A ação se passa em Campos do Jordão, principalmente na pensão de D. Sofia, que fica num lugar chamado Abernéssia, para onde vai Elza, a personagem central, para curar-se de uma tuberculose. Há algumas cenas também na cidade de Capivari. O final da narrativa, o qual é aberto e pode levar o leitor a duas especulações, ocorre em S. Paulo, a Capital. A primeira especulação é imaginar se Elza vai continuar com seu noivo, que está chegando de Londres; a segunda é imaginá-la voltando para Campos do Jordão e reencontrando Flávio.
A leitura desse romance me lembrou o assassinato de Felipe Caffé e Liana Friedenbach. Por que essa lembrança? Porque Elza e Flávio, duas personagens muito importantes no livro, passeiam a pé, sozinhos, pelos campos da região. Mas, em momento algum, são incomodados por quem quer que seja. Elza chega a tomar banho completamente nua, em uma cachoeira, imitando a personagem Olivinha, que já fizera o mesmo antes. Claro que tudo isso é ficção, mas uma ficção perfeitamente verossímil, mesmo se considerando a época que o romance retrata, provavelmente anos 20 e 30 do século XX.

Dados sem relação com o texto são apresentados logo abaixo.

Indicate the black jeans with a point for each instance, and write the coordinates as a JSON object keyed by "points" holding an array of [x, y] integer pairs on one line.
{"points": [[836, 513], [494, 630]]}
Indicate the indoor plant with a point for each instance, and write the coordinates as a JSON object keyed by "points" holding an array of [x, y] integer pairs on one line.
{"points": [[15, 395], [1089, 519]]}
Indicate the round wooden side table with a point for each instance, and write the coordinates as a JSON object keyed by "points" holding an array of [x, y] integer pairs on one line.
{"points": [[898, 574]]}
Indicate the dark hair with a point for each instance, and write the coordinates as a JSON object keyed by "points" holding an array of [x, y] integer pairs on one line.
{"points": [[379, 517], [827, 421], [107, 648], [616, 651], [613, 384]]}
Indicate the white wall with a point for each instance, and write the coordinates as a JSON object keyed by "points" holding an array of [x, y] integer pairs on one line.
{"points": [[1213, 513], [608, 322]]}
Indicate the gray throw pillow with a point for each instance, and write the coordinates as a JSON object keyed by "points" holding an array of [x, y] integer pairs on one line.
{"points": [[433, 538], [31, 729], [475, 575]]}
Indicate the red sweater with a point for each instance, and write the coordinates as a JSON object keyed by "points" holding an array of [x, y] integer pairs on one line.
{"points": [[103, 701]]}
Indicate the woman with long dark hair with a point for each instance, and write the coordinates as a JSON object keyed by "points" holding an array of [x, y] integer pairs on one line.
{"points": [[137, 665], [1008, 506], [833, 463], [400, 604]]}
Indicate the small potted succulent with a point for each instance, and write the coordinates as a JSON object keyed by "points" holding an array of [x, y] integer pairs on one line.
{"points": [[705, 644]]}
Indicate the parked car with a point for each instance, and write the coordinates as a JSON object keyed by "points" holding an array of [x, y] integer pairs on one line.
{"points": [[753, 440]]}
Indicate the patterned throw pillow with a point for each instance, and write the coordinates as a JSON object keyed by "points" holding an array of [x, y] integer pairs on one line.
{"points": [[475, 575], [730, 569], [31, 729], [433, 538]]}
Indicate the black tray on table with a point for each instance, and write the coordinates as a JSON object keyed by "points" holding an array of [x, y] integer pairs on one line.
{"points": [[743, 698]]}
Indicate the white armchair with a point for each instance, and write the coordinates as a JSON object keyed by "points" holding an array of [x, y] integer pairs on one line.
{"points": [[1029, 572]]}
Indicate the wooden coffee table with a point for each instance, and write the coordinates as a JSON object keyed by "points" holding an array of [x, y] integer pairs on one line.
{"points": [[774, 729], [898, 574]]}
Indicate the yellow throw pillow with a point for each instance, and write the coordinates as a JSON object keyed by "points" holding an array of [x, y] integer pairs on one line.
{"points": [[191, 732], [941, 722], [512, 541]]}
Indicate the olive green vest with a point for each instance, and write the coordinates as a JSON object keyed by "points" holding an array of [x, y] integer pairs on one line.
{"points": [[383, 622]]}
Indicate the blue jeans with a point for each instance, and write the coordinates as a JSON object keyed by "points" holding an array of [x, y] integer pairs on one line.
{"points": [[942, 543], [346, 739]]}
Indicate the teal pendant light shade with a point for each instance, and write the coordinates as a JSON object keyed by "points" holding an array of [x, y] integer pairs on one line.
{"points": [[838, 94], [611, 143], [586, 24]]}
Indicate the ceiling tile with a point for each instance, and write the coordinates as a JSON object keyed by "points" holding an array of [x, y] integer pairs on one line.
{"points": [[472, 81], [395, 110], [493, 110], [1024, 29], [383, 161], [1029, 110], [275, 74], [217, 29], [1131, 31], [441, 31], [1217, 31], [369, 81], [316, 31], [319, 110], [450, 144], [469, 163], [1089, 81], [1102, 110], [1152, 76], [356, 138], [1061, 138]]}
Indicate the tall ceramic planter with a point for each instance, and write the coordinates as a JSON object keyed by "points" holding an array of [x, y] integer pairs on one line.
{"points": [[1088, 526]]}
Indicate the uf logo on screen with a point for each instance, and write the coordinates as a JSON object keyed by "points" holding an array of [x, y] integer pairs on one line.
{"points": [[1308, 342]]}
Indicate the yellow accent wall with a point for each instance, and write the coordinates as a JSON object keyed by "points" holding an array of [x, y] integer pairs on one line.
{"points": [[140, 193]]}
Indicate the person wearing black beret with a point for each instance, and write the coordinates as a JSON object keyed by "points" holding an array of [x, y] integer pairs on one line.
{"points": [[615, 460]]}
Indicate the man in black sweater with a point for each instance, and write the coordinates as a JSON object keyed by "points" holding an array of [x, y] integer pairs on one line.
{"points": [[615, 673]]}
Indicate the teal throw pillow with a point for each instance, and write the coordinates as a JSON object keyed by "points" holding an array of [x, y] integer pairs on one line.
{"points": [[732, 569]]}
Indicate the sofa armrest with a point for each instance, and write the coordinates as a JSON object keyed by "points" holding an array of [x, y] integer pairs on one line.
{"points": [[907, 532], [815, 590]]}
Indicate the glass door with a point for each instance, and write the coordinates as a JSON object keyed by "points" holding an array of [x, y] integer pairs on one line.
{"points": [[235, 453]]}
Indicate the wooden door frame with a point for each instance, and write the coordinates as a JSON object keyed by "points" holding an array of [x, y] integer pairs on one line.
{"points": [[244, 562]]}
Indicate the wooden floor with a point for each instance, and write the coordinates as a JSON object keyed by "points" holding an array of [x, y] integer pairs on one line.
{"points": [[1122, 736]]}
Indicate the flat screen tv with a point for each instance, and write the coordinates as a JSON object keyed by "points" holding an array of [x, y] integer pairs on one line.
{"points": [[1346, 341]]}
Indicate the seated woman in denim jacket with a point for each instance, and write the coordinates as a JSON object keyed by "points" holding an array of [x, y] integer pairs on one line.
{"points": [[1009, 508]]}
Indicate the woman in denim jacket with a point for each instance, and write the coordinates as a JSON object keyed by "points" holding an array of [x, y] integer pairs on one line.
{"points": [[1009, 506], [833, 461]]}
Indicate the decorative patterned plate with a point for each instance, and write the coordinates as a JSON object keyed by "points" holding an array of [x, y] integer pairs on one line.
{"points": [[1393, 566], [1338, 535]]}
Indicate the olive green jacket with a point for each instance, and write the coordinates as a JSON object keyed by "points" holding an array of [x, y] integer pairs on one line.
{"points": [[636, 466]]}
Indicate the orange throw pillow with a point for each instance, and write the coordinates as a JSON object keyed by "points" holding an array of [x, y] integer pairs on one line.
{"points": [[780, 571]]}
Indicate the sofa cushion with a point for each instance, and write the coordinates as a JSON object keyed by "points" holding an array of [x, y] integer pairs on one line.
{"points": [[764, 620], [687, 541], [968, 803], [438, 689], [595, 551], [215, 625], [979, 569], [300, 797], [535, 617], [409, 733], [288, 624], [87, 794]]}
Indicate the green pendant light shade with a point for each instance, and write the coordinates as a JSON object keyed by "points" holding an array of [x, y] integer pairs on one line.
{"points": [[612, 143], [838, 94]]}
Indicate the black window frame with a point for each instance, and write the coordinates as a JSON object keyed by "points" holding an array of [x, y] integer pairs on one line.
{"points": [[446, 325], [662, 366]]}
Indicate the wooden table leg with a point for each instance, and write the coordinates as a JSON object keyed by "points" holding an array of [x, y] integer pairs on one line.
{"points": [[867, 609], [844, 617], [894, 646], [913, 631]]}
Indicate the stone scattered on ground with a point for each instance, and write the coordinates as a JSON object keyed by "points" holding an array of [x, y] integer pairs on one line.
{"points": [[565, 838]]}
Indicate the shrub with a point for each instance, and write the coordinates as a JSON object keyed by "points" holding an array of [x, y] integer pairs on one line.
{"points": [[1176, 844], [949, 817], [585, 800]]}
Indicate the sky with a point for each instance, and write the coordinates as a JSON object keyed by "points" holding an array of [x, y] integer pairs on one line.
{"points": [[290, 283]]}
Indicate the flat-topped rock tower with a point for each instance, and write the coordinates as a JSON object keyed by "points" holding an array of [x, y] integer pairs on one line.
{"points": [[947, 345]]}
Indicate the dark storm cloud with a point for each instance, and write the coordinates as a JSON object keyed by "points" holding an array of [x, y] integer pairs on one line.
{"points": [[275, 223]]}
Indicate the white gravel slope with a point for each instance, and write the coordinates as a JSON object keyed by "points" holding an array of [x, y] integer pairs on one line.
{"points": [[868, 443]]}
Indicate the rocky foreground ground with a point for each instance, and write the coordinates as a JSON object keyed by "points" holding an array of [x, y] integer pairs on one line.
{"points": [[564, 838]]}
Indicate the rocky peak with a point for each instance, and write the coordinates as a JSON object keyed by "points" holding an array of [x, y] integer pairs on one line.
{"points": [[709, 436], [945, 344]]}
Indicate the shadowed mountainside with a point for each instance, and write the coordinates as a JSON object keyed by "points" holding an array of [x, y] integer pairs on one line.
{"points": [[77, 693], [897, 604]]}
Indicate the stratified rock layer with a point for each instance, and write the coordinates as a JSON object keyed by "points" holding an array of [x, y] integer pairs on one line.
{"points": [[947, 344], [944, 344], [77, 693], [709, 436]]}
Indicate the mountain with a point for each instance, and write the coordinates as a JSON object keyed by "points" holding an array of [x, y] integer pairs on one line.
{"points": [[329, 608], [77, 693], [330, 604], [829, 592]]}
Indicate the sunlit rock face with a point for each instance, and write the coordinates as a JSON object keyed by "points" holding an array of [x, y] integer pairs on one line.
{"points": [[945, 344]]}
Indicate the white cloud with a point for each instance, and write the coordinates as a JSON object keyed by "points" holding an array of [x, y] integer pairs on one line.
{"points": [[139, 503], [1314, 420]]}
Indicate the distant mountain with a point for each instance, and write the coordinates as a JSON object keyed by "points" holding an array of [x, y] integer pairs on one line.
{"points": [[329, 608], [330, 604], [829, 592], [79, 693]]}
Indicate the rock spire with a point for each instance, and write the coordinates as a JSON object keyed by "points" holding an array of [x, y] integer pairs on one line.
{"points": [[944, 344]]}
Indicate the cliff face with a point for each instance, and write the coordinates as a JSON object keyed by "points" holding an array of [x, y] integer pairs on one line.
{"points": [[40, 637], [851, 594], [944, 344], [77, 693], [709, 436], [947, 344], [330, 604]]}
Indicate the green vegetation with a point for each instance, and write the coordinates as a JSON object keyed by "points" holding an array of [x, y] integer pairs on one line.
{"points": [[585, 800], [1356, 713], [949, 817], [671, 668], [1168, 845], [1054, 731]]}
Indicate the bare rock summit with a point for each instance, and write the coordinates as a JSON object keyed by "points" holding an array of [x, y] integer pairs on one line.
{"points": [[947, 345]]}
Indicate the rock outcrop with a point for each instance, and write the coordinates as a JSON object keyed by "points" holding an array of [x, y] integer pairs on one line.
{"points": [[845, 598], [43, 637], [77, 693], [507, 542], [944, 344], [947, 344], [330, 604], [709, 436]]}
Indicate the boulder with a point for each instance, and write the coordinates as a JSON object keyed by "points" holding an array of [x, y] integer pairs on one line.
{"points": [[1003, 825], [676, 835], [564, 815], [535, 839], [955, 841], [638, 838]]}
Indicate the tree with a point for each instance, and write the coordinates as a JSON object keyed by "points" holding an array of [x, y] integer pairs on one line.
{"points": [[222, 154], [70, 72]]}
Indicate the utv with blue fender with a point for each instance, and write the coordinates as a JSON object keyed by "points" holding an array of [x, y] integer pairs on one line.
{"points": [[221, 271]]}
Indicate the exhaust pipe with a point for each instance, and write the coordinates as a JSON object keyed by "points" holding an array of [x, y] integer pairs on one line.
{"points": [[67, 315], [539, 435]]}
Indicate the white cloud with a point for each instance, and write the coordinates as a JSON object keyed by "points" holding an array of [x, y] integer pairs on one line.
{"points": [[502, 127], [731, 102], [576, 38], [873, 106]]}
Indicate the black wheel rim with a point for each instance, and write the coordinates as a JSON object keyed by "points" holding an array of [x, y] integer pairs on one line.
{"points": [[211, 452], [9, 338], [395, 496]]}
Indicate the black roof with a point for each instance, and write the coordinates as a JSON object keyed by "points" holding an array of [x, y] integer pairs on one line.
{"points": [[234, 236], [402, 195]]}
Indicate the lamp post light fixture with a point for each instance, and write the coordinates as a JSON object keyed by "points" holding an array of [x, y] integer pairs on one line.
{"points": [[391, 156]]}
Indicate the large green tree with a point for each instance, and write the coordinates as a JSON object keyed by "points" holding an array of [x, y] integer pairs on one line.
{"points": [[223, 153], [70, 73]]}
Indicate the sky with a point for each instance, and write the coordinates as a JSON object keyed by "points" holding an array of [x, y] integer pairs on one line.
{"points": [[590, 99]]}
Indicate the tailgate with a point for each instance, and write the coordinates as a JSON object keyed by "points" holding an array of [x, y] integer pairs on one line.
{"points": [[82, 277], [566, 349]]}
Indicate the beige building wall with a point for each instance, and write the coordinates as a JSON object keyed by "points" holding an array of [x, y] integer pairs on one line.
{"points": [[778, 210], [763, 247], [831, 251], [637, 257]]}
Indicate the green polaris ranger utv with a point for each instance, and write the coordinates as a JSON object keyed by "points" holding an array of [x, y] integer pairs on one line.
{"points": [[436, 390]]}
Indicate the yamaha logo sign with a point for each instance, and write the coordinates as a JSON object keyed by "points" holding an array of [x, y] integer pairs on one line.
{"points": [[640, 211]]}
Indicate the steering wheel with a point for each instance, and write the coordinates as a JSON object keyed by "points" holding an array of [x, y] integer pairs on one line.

Agora, voltando a Felipe e Liana, a história dos dois, em parte, lembra a relação entre Elza e Flávio. Ambos os casais procuram um região bucólica e erma para namorar, passear, ser feliz pelo menos por algumas horas. Mas, entre a ficção protagonizada por Elza e Flávio e a realidade vivida por Liana e Felipe, há exatamente 70 anos de diferença. E a violência que se vive hoje, a qual vitimou Felipe e Liana, era inimaginável há 70 anos. Aí está então uma das importâncias de “Floradas na Serra”: nos fazer refletir sobre o quanto a vida humana se degradou; o quanto a violência, em apenas sete décadas, nos tornou vassalos do medo e da paranóia; o quanto um ato tão romântico, simples e bonito, como o passeio de um casal de namorados, está se tornando algo raro por causa da brutalidade que nos espreita diariamente.
Outras reflexões sobre “Floradas na Serra” podem ser colocadas, como a diferença entre a ficção que se fazia nos anos 30 e 40 e a que se faz hoje. Mas isso é assunto para outro texto. Não quero te cansar, leitor. Contudo te recomendo a leitura desse romance de Dinah Silveira de Queiroz. Vale a pena.